AHA CPR Guidelines – Latest Jan 2014

AHA official guidelines for CPR – Latest as Jan 2014

It has been more than 3 years since the last official CPR guidelines were updated in 2010. The most important change in the latest guideline was moving from ABC (airway – breathing – chest) to CAB (chest, airway and breathing sequence)

Fast forward to 2014, we have listed here the most updated and latest guidelines till date. Please let us know the comments section, if you want to add or suggest an edit. We look forward to your opinions.

The American Heart Association is one of the organizations to mandate CPR and first aid rules. It has recently announced that giving rapid chest compression for CPR is recommended and not mouth-to-mouth resuscitation. Studies have also shown that more than 22% lives are saved by hands-only – chest compression – CPR than other methods.

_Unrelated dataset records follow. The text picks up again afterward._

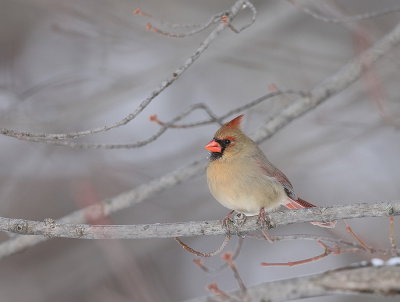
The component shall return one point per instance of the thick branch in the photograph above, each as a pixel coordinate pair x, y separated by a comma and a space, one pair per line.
332, 85
50, 228
382, 281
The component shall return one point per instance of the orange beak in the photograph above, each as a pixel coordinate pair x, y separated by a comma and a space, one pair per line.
213, 146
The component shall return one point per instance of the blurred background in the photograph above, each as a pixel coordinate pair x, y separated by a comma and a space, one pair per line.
74, 65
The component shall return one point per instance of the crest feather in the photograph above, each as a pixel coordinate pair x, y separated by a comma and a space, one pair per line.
235, 123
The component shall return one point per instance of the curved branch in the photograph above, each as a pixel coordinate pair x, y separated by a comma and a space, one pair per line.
232, 12
49, 228
331, 86
375, 280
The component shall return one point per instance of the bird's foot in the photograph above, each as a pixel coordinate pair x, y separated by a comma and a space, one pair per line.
227, 220
263, 220
232, 223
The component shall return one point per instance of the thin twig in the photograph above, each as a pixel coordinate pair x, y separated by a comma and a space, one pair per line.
213, 287
334, 84
357, 238
171, 230
228, 258
392, 237
366, 280
199, 262
201, 254
344, 19
233, 11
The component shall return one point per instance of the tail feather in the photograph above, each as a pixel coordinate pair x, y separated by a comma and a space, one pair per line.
301, 204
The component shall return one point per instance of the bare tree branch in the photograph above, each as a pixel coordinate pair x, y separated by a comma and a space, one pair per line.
374, 280
345, 19
332, 85
231, 13
49, 228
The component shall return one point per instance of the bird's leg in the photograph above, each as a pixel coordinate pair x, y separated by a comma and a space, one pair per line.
227, 219
263, 219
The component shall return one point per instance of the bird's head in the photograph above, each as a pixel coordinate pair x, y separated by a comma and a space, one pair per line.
229, 141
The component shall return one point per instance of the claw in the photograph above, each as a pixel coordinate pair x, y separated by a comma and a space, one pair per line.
263, 219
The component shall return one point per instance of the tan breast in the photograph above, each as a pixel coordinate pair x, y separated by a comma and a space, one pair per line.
241, 185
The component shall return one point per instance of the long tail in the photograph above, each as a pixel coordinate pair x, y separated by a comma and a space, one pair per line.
301, 204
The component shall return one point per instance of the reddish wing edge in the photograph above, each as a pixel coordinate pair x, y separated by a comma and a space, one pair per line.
301, 204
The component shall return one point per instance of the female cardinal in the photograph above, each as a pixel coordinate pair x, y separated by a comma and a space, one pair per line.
242, 179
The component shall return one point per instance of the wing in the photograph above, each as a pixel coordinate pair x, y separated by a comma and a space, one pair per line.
272, 171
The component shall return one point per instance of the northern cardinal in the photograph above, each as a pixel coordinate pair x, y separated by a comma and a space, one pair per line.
242, 179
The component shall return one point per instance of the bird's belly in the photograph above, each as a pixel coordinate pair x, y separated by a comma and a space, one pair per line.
250, 196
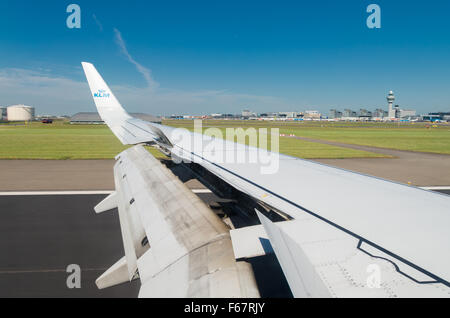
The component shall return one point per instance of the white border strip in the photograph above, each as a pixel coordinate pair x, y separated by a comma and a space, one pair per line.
201, 191
42, 193
30, 193
436, 188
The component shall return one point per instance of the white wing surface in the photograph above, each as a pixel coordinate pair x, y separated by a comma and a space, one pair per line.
402, 226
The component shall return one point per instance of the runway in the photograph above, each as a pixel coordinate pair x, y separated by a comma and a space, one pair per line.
41, 235
43, 232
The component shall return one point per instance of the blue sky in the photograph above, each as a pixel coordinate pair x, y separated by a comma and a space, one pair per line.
196, 57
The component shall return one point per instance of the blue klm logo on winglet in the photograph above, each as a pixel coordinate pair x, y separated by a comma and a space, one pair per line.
101, 93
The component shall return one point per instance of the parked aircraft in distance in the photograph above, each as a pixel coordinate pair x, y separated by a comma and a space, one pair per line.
389, 240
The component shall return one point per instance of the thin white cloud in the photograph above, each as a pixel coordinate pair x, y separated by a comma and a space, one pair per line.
59, 95
97, 21
146, 73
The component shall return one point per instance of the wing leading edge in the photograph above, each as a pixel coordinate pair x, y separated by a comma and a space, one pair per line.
403, 225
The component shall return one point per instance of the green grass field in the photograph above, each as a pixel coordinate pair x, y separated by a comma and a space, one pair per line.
59, 141
64, 141
419, 137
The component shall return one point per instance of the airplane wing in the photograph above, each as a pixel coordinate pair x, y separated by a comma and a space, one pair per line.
345, 234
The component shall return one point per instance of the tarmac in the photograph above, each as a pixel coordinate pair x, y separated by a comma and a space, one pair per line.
415, 168
41, 235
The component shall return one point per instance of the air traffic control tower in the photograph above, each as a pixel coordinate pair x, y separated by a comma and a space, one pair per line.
391, 99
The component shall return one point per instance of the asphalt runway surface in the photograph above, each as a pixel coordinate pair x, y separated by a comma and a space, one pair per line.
41, 235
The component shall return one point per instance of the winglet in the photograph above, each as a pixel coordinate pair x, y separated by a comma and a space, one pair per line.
109, 108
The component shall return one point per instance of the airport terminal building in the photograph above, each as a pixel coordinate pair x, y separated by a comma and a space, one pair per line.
87, 118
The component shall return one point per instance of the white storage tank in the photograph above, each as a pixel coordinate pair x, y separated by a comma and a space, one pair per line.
2, 113
20, 113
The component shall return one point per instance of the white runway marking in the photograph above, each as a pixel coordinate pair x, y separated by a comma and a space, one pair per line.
436, 188
201, 191
29, 193
42, 193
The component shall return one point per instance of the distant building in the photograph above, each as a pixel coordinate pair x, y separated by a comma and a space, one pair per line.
349, 113
441, 116
312, 114
405, 113
288, 114
334, 114
94, 118
20, 113
365, 113
379, 113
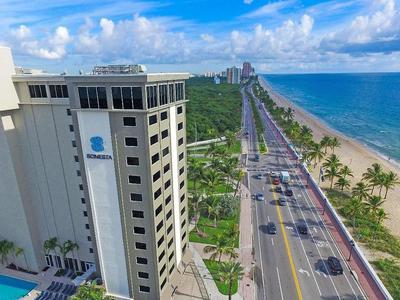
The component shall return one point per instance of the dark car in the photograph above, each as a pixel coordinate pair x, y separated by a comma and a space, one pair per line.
302, 228
282, 201
271, 228
335, 265
289, 192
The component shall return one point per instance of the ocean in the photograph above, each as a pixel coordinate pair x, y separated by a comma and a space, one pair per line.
365, 107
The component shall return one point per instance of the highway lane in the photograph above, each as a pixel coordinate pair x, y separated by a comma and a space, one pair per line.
308, 253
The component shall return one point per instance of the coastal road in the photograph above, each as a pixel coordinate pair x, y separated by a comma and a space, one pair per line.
289, 265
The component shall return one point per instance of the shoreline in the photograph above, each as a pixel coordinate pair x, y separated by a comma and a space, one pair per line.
352, 153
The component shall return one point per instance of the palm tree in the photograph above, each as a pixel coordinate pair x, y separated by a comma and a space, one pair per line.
346, 171
360, 191
372, 175
325, 142
211, 179
354, 208
391, 180
228, 273
316, 153
342, 183
220, 246
334, 143
373, 204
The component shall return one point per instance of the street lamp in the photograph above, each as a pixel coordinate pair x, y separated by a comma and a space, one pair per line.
352, 244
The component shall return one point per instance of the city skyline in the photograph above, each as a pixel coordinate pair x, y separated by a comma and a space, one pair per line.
292, 36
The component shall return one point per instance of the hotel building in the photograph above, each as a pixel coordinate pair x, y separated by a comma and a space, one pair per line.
98, 160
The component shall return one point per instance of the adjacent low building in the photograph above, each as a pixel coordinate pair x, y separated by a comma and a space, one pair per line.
98, 160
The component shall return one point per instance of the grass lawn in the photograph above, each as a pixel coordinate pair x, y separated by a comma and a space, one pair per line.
389, 272
213, 267
206, 226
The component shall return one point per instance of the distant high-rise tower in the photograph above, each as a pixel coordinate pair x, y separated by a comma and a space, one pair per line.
247, 70
233, 75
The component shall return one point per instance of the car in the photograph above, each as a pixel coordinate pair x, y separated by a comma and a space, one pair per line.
335, 265
289, 192
302, 228
271, 227
260, 197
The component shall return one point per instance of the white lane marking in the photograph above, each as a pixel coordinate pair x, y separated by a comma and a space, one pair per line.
302, 271
279, 281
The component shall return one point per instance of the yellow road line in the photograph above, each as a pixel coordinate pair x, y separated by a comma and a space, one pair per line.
289, 253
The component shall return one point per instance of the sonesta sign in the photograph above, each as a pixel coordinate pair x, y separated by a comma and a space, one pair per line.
97, 145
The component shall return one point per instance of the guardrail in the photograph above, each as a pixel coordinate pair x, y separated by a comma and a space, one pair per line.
350, 244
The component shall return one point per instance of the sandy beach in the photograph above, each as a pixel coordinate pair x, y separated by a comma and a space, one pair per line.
352, 153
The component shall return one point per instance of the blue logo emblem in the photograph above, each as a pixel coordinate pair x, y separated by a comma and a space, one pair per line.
97, 143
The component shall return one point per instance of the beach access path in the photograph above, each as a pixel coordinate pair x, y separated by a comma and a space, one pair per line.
352, 153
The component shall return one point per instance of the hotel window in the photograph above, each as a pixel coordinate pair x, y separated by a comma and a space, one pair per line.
166, 168
161, 256
143, 275
171, 93
144, 289
138, 230
163, 94
165, 151
152, 119
167, 200
129, 121
168, 231
141, 260
163, 283
155, 158
137, 214
134, 179
37, 91
159, 226
156, 176
158, 210
130, 141
136, 197
140, 246
132, 161
153, 139
167, 184
151, 96
127, 97
162, 270
179, 91
164, 115
157, 194
58, 91
92, 97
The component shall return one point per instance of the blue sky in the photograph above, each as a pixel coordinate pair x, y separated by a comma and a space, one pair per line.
286, 36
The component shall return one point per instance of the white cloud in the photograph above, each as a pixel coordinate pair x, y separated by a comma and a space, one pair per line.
269, 9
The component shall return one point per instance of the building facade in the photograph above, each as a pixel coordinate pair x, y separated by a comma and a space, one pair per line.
233, 75
98, 160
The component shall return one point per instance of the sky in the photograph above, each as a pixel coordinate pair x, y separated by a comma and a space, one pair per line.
285, 36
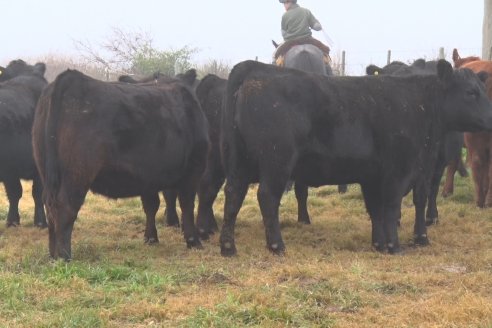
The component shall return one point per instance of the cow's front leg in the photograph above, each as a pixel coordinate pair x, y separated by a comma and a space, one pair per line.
171, 215
235, 191
37, 195
150, 203
301, 192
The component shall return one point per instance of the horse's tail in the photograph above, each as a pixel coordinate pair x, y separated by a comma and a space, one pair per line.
308, 59
52, 117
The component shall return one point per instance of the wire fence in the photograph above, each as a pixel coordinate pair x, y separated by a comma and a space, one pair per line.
355, 62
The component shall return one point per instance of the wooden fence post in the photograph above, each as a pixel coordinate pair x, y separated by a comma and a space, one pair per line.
441, 53
342, 72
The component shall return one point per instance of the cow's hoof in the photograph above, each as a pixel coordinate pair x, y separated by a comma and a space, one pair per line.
151, 241
379, 247
41, 225
194, 242
172, 224
12, 224
342, 189
446, 193
421, 240
394, 249
277, 249
431, 221
205, 234
228, 249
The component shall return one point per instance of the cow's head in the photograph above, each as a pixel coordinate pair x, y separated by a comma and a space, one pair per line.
466, 104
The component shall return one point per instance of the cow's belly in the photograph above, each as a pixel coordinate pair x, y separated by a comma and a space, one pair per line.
331, 171
120, 184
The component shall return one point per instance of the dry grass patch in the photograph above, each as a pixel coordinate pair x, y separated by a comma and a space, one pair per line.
329, 276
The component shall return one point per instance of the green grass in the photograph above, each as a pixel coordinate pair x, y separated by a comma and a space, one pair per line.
329, 276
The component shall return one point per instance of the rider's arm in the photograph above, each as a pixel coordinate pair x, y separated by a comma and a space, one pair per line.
314, 23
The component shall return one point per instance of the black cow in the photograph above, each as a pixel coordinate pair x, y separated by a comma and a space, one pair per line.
19, 92
118, 140
210, 93
450, 147
380, 132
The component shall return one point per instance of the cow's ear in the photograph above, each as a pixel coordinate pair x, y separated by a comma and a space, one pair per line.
189, 77
419, 63
444, 70
483, 76
40, 68
373, 70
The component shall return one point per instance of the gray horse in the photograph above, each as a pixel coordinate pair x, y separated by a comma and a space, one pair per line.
308, 58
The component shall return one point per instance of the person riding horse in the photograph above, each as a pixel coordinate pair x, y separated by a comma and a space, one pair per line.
297, 23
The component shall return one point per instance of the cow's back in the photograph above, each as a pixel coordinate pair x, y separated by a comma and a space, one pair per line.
128, 137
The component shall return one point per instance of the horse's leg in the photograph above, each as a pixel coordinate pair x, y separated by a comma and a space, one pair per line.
171, 215
37, 195
301, 192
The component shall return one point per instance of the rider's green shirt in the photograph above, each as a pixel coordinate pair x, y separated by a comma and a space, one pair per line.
297, 23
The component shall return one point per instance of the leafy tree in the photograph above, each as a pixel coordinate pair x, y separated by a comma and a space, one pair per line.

AHA or American Heart Association updates CPR guidelines, according to advancements and findings made in the world of healthcare, science, technology and also the ever changing human anatomy. The recent update in the CPR guidelines as per AHA was made in 2010 for new AED CPR rules.

Current AHA official guidelines for CPR

The new CPR guidelines of AHA emphasize on compressions – According to the guidelines, a rescuer needs to press not only hard but fast. This is irrespective, whether the rescuer is an expert or a regular bystander.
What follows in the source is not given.